Freshman year of high school, my friends and I had this silver spiral notebook. As you turned the pages, you’d see our names at the top. We each had our own page. Below our names were the boys. Plain and simple, it was the list of boys we had each been with-- kissed, touched, been in bed with, lost it to….

That silver spiral notebook that supposedly gauged how worthy, cool, and popular I was would later haunt me and force me to face the moments that actually shattered my worth. By the book’s standards I was top of the pack, the best, and the most wanted. Back then, I equated me being wanted with me being worthy.

Where does your identity come from? Where do you find your value? As a teenage girl I can remember so vividly feeling “on top of the world” like “I had it all.” I felt so cool, so popular. Sadly, that was it for me. Popularity was everything. I was blind to the reality that the longer the list, the more work I’d have to do to climb out of the mess I was making.

You know that age-old example of “mama warned you not to touch the hot stove” but we always have to touch it and experience the pain ourselves to see? Please, oh please, let me be your big sister for a moment and say the heat in the bed is worse than the heat of the stove. Please stay away. The Bible says it so well, “Promise me, O women of Jerusalem, not to awaken love until the time is right” (Song of Solomon 8:4 NLT).  

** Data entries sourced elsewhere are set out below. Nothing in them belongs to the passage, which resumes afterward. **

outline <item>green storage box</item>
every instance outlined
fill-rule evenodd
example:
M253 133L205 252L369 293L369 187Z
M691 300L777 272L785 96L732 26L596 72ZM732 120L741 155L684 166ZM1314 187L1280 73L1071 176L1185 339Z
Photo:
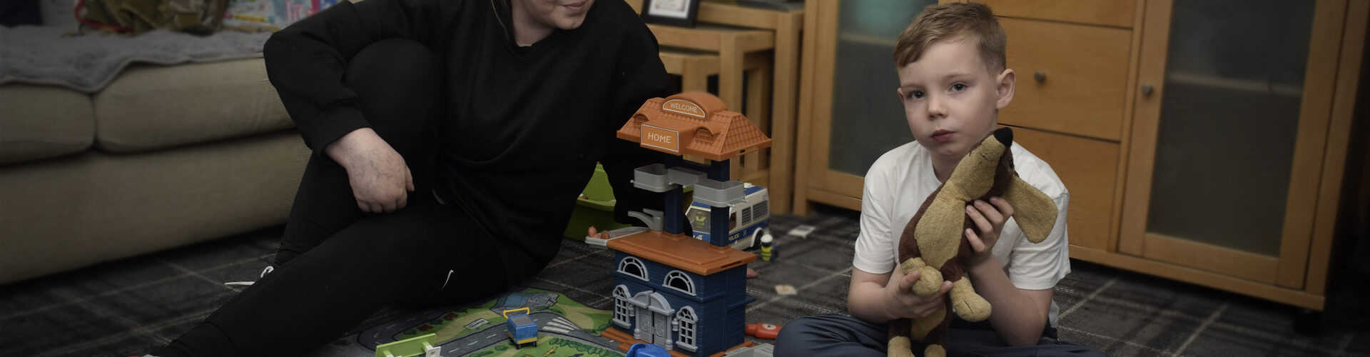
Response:
M608 174L604 166L595 165L595 176L585 185L581 198L575 200L575 210L571 211L571 221L566 224L567 239L585 242L585 229L595 227L600 232L629 227L614 221L614 188L608 185Z

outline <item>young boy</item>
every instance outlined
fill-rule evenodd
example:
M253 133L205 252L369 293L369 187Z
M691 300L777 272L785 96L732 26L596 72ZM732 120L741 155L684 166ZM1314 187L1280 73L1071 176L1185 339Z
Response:
M918 207L951 176L997 122L1014 97L1014 70L1006 69L1004 30L984 4L930 5L895 43L899 100L914 143L885 152L866 174L860 236L852 258L848 316L790 321L777 341L777 356L923 354L917 341L891 343L885 324L922 317L941 306L952 283L933 297L911 291L918 272L896 269L899 236ZM1056 341L1058 306L1052 287L1070 273L1066 211L1070 194L1056 173L1022 146L1012 146L1018 174L1052 198L1059 211L1041 243L1023 238L1007 202L992 198L966 207L978 227L966 229L977 255L967 266L975 291L993 306L988 321L952 321L951 356L1103 356Z

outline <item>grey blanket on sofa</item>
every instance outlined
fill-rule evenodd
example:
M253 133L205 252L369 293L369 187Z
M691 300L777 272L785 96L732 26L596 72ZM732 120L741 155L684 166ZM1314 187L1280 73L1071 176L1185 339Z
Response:
M136 37L88 33L64 36L63 27L0 27L0 84L60 85L93 93L129 63L177 65L260 58L270 33L219 32L199 37L152 30Z

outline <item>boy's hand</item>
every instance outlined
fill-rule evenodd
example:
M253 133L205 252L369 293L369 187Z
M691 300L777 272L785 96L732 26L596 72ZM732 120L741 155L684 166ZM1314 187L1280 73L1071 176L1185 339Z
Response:
M975 222L975 229L966 228L966 240L970 242L970 247L975 250L975 258L984 260L985 253L995 247L999 242L999 233L1004 231L1004 222L1008 217L1014 216L1014 206L1008 205L1008 200L1003 198L989 198L989 202L975 200L974 203L966 206L966 217Z
M895 275L897 275L899 272L900 269L895 268ZM943 295L945 295L947 291L951 290L951 281L943 281L943 286L940 290L937 290L937 294L933 294L930 297L919 297L918 294L914 294L914 283L918 281L918 277L921 276L922 275L918 270L914 270L906 276L892 276L889 279L889 286L885 287L885 291L891 294L889 299L886 301L892 305L889 312L893 313L895 317L899 319L925 317L937 312L937 309L945 306L943 303L944 302Z

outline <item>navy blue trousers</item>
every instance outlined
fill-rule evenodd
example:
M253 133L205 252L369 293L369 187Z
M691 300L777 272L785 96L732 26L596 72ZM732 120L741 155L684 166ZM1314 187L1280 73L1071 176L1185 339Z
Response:
M371 128L410 165L408 206L367 214L347 172L323 155L304 169L275 270L223 303L170 346L177 356L304 356L389 303L455 305L504 291L537 273L534 261L495 239L470 214L438 205L429 181L443 115L441 60L412 40L384 40L348 62Z
M1008 346L989 328L989 323L952 320L947 356L1034 357L1078 356L1103 357L1099 350L1056 339L1056 328L1047 327L1037 346ZM795 319L780 330L775 356L884 357L889 332L884 324L841 316L821 314ZM925 345L914 342L914 354L922 356Z

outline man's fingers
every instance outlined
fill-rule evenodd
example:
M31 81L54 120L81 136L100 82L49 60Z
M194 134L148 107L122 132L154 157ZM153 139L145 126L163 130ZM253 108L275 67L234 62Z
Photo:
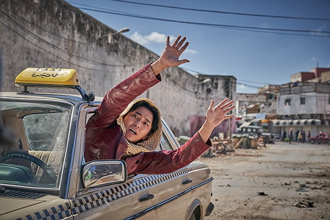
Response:
M214 100L213 99L211 100L211 103L210 104L210 106L209 106L209 108L208 108L208 111L210 111L211 109L213 109L213 106L214 106Z
M166 37L166 46L170 46L170 36Z
M180 42L178 44L178 45L176 46L176 47L178 48L180 48L181 46L182 46L182 44L183 44L183 43L186 41L186 38L185 37L184 37L181 41L180 41Z
M180 53L182 53L183 51L184 51L188 47L188 45L189 45L189 42L186 42L185 44L184 44L184 45L182 47L181 47L180 50L179 50L179 51L180 51Z
M174 42L173 42L173 43L172 44L172 46L173 47L175 47L176 46L176 45L177 45L177 44L178 44L178 42L179 42L179 40L180 40L180 38L181 38L181 35L179 35L178 37L177 37L176 39L175 39L175 41L174 41Z

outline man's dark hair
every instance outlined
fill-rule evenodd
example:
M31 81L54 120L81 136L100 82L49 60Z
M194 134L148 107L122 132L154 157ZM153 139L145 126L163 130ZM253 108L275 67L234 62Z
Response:
M131 108L130 108L129 111L128 111L128 112L133 112L140 107L147 108L147 109L152 113L152 115L153 115L153 119L152 120L152 123L151 123L151 130L149 133L148 133L148 136L151 135L154 132L157 131L157 129L158 129L158 123L159 122L158 110L155 107L151 106L148 102L143 100L135 103ZM126 113L124 116L124 117L128 113L128 112Z

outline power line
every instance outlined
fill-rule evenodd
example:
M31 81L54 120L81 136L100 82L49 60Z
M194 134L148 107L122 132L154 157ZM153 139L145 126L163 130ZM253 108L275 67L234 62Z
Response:
M123 3L129 3L129 4L134 4L137 5L146 5L149 6L168 8L183 10L194 11L199 11L199 12L211 12L211 13L218 13L218 14L232 14L232 15L244 15L244 16L256 16L256 17L266 17L275 18L288 18L288 19L292 19L330 21L330 18L310 18L310 17L291 17L291 16L278 16L278 15L261 15L261 14L257 14L240 13L237 12L224 12L224 11L221 11L209 10L205 10L205 9L192 9L192 8L182 8L182 7L179 7L176 6L165 6L162 5L156 5L156 4L147 4L147 3L136 3L134 2L123 1L123 0L108 0L108 1L111 1L113 2L123 2Z
M138 18L143 18L150 20L160 20L163 21L168 21L176 23L186 23L190 24L197 24L204 26L212 26L214 27L222 27L222 28L240 28L241 30L275 30L278 32L298 32L298 33L318 33L318 34L330 34L330 31L324 31L324 30L299 30L299 29L282 29L282 28L266 28L266 27L252 27L252 26L239 26L239 25L230 25L227 24L213 24L210 23L203 23L203 22L191 22L191 21L179 21L176 20L171 20L164 18L159 18L155 17L147 17L143 15L137 15L133 14L127 14L123 13L118 13L118 12L111 12L108 11L104 11L103 10L96 10L92 9L90 8L78 8L81 10L85 10L87 11L92 11L96 12L104 13L107 14L111 14L117 15L122 15L128 17L133 17ZM294 34L291 34L291 35L294 35ZM329 35L306 35L310 37L330 37Z
M36 34L34 34L33 32L27 29L25 27L19 24L18 22L17 22L16 21L14 20L13 18L12 18L10 16L6 14L4 12L0 10L0 14L2 14L3 15L4 15L4 17L6 17L9 21L13 23L15 26L21 29L22 31L24 32L25 33L27 33L29 35L31 36L32 38L35 38L37 40L38 40L39 42L42 42L46 45L49 46L49 47L52 48L53 49L55 49L55 50L58 51L60 52L62 52L62 53L65 54L69 56L70 56L72 57L74 57L78 60L80 60L81 61L84 61L86 62L88 62L89 64L95 64L95 65L100 65L100 66L110 66L110 67L127 67L127 66L134 66L136 65L136 64L128 64L128 65L111 65L111 64L108 64L104 62L98 62L92 59L89 59L82 56L80 56L79 55L78 55L77 54L75 54L74 53L71 53L69 51L68 51L65 50L64 50L56 45L52 44L51 43L49 42L49 41L46 41L46 40L44 39L43 38L42 38L41 37L38 36ZM5 23L3 22L1 22L4 24L4 25L7 26L7 27L10 28L8 25L6 25ZM11 29L11 28L10 28ZM11 29L12 31L15 32L16 34L22 37L20 35L19 35L18 33L17 33L16 32L14 31L12 29ZM24 39L27 40L25 38L23 38ZM28 41L30 43L32 43L30 41ZM145 61L143 62L145 62Z

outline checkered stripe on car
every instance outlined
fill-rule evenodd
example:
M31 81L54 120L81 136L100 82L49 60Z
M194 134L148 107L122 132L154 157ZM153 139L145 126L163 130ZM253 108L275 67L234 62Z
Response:
M194 170L207 168L203 163L195 162L189 164L180 170L166 174L151 175L134 179L119 185L94 193L93 194L81 197L71 200L73 204L70 209L70 204L66 203L56 207L43 210L17 218L17 220L56 220L70 216L70 212L74 215L88 211L106 203L117 200L145 188L152 186Z
M83 212L95 207L111 202L185 173L206 167L208 167L207 165L204 163L193 163L173 173L146 176L98 192L94 194L86 196L83 198L72 201L74 206L72 208L72 212L74 214Z
M49 209L44 209L25 217L17 218L17 220L54 220L64 218L71 216L70 204L69 202L64 205L59 205Z

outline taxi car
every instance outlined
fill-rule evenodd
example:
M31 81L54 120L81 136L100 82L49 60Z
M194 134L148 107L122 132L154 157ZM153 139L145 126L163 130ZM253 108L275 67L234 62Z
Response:
M265 144L275 143L275 135L269 132L265 132L261 126L248 125L240 128L240 133L242 134L247 134L262 137Z
M330 144L330 133L321 133L317 136L311 137L309 139L309 142L312 144L325 143Z
M75 70L27 68L15 85L22 91L0 92L0 125L15 133L14 144L1 144L0 219L191 220L212 212L206 164L127 176L124 161L85 162L85 125L102 98L80 87ZM79 94L34 93L36 86ZM157 150L179 147L162 122Z

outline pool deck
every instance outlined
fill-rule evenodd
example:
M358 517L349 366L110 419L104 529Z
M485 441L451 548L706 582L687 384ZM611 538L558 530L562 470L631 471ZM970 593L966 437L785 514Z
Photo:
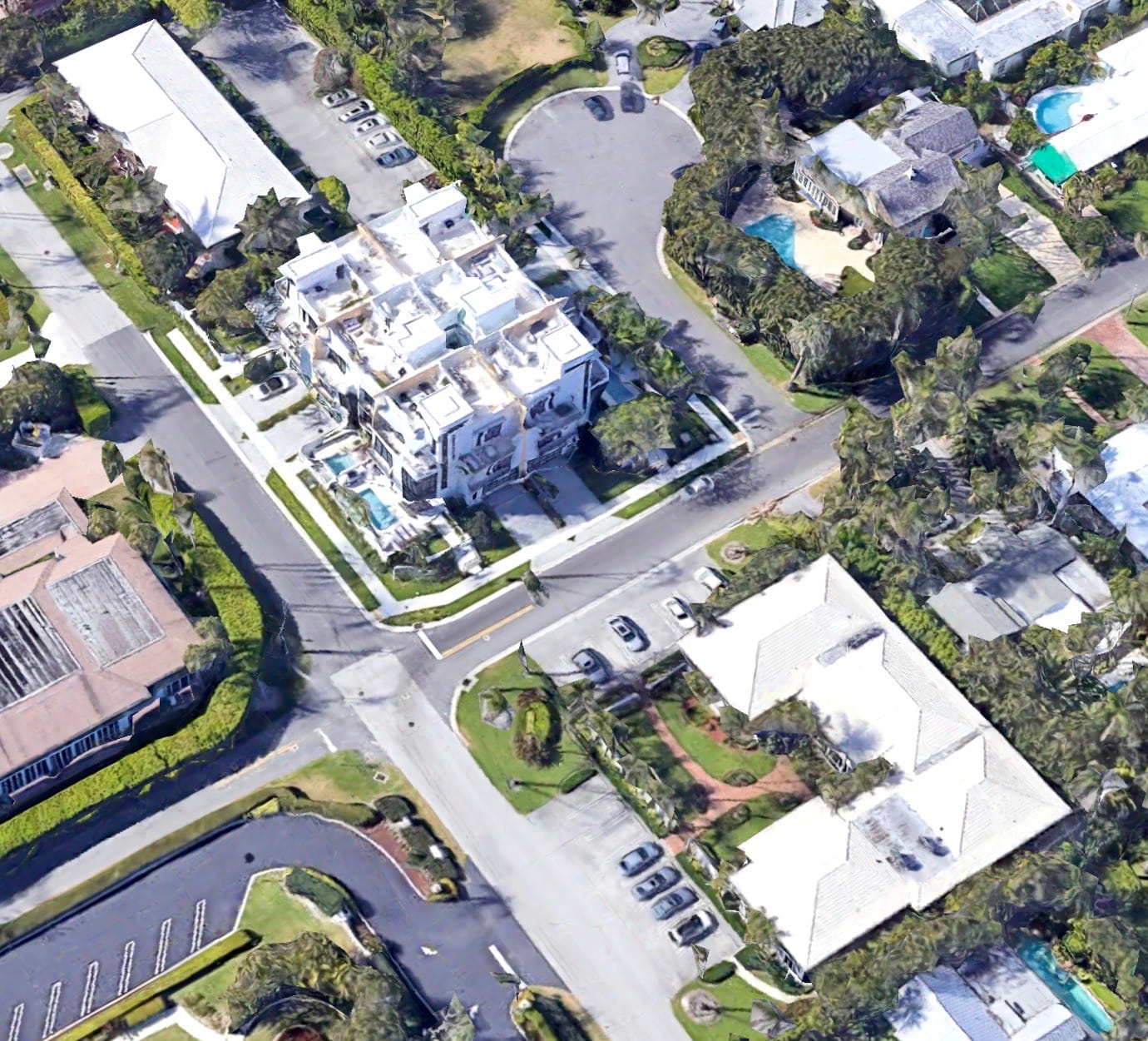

Timing is everything, and it’s worth the wait. Wait to be wanted by the one you are forever committed to. Because of my past experiences, even when my incredibly pure and patient husband was  “wanting me,” it felt skewed and dirty—because that’s all I’d known it as. There were always ulterior motives. One night stands or continual late night “booty calls” were what I was reduced to. Subconsciously, it was hard to view the “wanting” through eyes of love rather than lust. I had known lust for too long to believe the love was real.  

 

So where are you at?

1. Trying to be wanted

STOP, DROP AND WAIT. Stop trying too hard. I heard a mother of a teenager once give her daughter this wise advice, “you don’t need guys to like you, you need one guy to like you, one day.” So true!

 

2. Wanted & on top of the world  

Are you really though? Your full inbox, everyone sliding in your DMs, and your calendar full of dates might feel good in the moment. But let me tell you from experience, you are worthy without being wanted by many. Keep holding out to find the one, rather than entertaining many. The “no strings attached” lie will come back to bite you in the butt.

 

3. Ready to give up

I see this so often, especially in girls who say things like, “Go to prom? Yea right, a guy will never ask me!” Then they start to question their worth compared to the girl who has a line of guys waiting to ask. You are worth it. Don’t give up. You need one guy one day. That may not be today, but wait for the one.